There were two separate topics to be looked at. The first was Vision and Strategy and within that looking at how we engage with those with whom the church is generally not in touch, and that is particularly children and young people. A whole series of workshops had been set up and we had to go to two. They were short – just 30 minutes each – and I chose to go to one on the future of Online Worship and one on Everyday Witness. The first looked at some research carried out into the numbers who have attended online worship during the pandemic and who are doing so now. The findings were interesting. One point made was that those churches which have stopped their online offer with the intention of ‘forcing’ people off their sofas and back into the pews find that this is in fact ineffective. People will come back who are able to, we lose those people who are unable to.
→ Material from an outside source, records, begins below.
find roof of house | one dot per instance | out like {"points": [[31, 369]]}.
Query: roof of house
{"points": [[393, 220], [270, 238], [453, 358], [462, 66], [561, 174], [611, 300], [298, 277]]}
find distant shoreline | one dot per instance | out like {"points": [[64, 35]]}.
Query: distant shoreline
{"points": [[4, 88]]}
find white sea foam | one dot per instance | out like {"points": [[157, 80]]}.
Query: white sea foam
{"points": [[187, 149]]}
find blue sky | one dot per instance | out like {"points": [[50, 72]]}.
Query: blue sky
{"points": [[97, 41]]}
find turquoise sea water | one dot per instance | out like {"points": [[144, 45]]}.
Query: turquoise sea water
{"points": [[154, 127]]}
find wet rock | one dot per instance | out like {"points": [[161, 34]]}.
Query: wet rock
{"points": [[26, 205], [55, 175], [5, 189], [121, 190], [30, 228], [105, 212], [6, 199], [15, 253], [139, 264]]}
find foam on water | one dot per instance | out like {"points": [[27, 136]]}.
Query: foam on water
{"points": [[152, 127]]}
Where we can we should continue to make the offer of online worship as this will have a long term effect on the size of our congregations and is a very effective mission tool. On Everyday Witness we were encouraged to be bold and talk about our faith when the opportunity presents itself. The speaker encouraged us to read Matthew Paris’s comment column in the Times on Tuesday 6 July in which he spoke movingly on being challenged by a young Deliveroo cyclist about whether or not he – and he is a confirmed atheist – believed in Jesus. Paris ends his column like this
“Well,” he said, “Jesus loves you even if you won’t acknowledge him. I will pray for you.” And with that, he cycled off. I walked on, curiously moved.
It was that comment about being ‘curiously moved’ that was such an encouragement to have the courage of that young evangelist on his bike.
We then moved into a workshop on LLF (Living in Love and Faith). It focused on the place of scripture in our lives. Our group was well facilitated, caring, non-confrontational, and safe. Others didn’t feel as positive about their group, however, and people in the group I was a member of spoke about how some of the groups in parishes and deaneries were not safe spaces. I do find it deeply disturbing that, in the church, we have to speak in such ways, that in the very place in which people should feel safe, they don’t. It begs huge questions of us, how we behave, how we speak, how we treat other people, how, in fact, we love. It really is disgraceful and it does make you ask whether, when you are out there speaking about Jesus, you really want to invite them into an unsafe church? People may be ‘curiously moved’ but perhaps it is the institution rather than Jesus that stops them stepping over the threshold and joining us and finding that rest that Jesus offers.
‘Come to me, all you that are weary and are carrying heavy burdens, and I will give you rest.’ (Matthew 11.28)
Those are safe words, pure invitation, the offer of the rest, the relief that so many of us seek. But is the church the place where that can be found, on the day of rest and on any day?
Our day ended with chaotic voting for the membership of the Crown Nominations Committee. I won’t say more as those who look after that kind of thing need to consider what to do next – so we await further news this morning. We were glad to get out of the Chamber – it hadn’t been restful at all.
God of rest, enfold us and hold us in your unconditional love. Amen.